I’ll finish by going back to the points about arguments from experience, summed up nicely in the final sentence of the article:
Perhaps we should rely on self-knowledge rather than research when it comes to depression. After all, nobody knows your own body and mind quite like you do. So sod the academics, I’m off for a run.
No. No no no no no. No. The absolute last thing that we should be doing is relying on self-knowledge. If you rely on anecdotal evidence, then health policies (any sorts of policies, actually) just become a shouting match where whoever yells the loudest gets their way. Sometimes, when I get depressed, I eat loads of chocolate. Sometimes it makes me feel better. If we were to appeal to self-knowledge, then on the basis of my ‘evidence’, the NHS would be sponsored by Cadbury’s and we’d be paying £7.40 for a bar of Dairy Milk at the pharmacy. And weirdly, it might actually work for some people. The thing is, other treatments would work better and for more people. So for the vast majority of people, eating chocolate would not only be a monumental waste of time and money for everyone involved, it would also have the more threatening implication that people would not be having the proper treatment that they should be getting – the one that actually works. The only way that we can figure out what those treatments are is through randomised controlled trials and solid, objective research.

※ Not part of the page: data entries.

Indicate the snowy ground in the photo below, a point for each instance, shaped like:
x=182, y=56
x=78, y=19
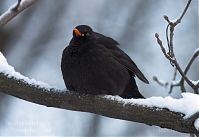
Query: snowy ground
x=188, y=104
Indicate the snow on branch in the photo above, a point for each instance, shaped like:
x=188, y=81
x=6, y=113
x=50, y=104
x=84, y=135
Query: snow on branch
x=15, y=10
x=175, y=114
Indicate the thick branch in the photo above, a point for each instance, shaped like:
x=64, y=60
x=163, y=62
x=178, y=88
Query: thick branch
x=98, y=105
x=15, y=10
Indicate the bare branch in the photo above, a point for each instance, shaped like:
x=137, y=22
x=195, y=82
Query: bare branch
x=15, y=10
x=98, y=104
x=171, y=56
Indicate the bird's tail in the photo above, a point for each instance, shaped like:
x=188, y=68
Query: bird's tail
x=131, y=90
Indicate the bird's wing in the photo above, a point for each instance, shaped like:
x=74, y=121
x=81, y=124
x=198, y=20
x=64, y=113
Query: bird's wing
x=121, y=56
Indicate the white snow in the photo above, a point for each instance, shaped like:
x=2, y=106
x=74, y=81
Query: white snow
x=196, y=124
x=8, y=70
x=188, y=104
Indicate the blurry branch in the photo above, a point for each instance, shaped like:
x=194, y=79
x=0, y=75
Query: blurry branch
x=100, y=105
x=15, y=10
x=170, y=55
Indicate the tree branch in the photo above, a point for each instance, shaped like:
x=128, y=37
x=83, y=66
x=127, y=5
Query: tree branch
x=97, y=104
x=15, y=10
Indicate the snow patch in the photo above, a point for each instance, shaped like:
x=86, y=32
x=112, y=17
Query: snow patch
x=188, y=104
x=8, y=70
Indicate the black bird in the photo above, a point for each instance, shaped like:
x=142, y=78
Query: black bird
x=93, y=64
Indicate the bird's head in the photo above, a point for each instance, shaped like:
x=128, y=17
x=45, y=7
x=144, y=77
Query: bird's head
x=82, y=32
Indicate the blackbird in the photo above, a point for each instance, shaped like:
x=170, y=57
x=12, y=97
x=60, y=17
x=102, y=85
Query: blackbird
x=94, y=64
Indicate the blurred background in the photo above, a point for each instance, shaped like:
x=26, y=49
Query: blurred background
x=33, y=43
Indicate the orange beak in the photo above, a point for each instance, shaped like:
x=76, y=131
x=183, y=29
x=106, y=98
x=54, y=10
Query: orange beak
x=77, y=32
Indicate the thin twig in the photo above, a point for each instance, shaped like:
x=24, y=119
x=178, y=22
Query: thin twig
x=170, y=55
x=15, y=10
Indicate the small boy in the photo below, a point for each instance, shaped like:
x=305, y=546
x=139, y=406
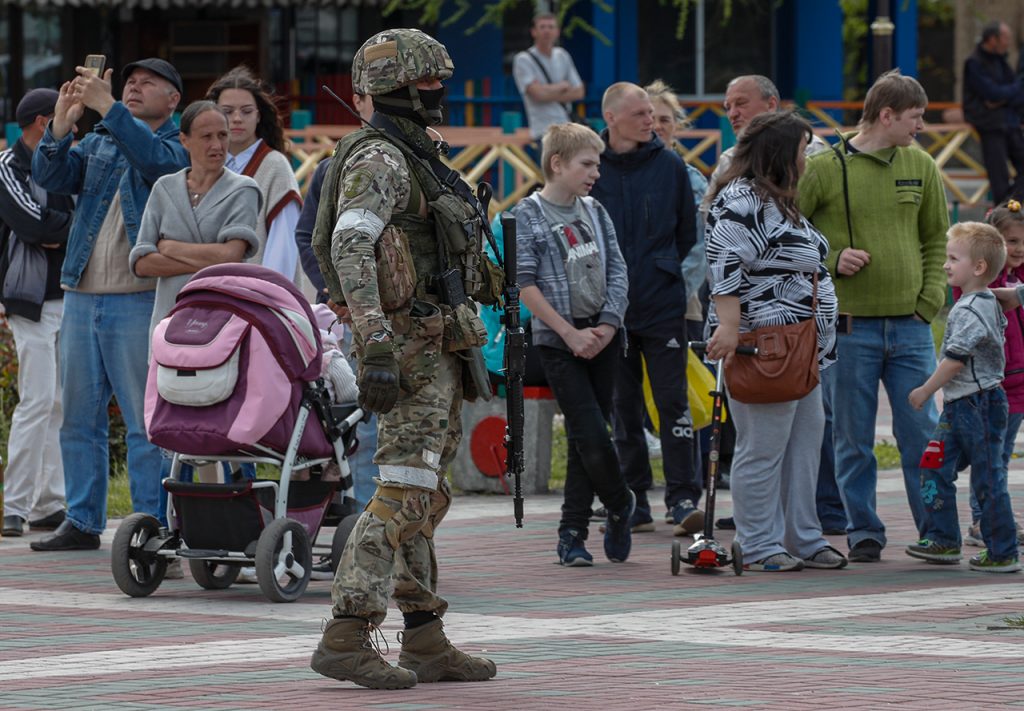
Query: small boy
x=974, y=413
x=572, y=279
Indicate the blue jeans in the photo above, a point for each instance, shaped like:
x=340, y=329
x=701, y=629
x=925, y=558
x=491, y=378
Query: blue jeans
x=1014, y=421
x=103, y=346
x=900, y=352
x=832, y=515
x=973, y=428
x=665, y=353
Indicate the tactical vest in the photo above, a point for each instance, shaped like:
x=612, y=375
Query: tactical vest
x=451, y=236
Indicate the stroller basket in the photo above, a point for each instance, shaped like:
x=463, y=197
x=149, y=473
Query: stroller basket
x=232, y=515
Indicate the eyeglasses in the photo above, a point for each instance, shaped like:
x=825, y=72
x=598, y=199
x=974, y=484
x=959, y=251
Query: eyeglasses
x=244, y=112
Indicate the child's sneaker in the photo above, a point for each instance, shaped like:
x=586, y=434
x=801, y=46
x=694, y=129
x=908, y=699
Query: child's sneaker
x=617, y=538
x=571, y=550
x=973, y=537
x=934, y=552
x=779, y=562
x=982, y=562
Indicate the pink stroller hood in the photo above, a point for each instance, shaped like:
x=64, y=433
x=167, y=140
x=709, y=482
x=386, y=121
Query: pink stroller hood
x=282, y=309
x=229, y=364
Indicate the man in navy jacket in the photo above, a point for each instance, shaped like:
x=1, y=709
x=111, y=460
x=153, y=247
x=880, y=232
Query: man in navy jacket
x=34, y=227
x=646, y=191
x=992, y=99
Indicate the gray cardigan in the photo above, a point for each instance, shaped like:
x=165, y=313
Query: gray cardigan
x=228, y=211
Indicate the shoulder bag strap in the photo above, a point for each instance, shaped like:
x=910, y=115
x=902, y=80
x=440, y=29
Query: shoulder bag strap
x=846, y=194
x=547, y=77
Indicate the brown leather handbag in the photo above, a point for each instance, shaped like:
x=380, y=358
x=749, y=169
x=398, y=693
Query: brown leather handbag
x=785, y=367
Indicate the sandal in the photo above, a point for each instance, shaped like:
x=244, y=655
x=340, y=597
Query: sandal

So, what we need to take home from the TREAD study is that, while having someone support you and provide advice on your exercise regime might help some people with depression, it doesn’t seem to work for most – so at this point in time, it’s probably a good idea not to spend loads of money rolling it out across the country. We need to look at it again, and think about why it’s not working (and who knows? That sort of research might find something that does work for everyone). What we shouldn’t be doing is writing sensationalist articles that misrepresent both the study in particular, and science in general. It doesn’t do anyone any favours.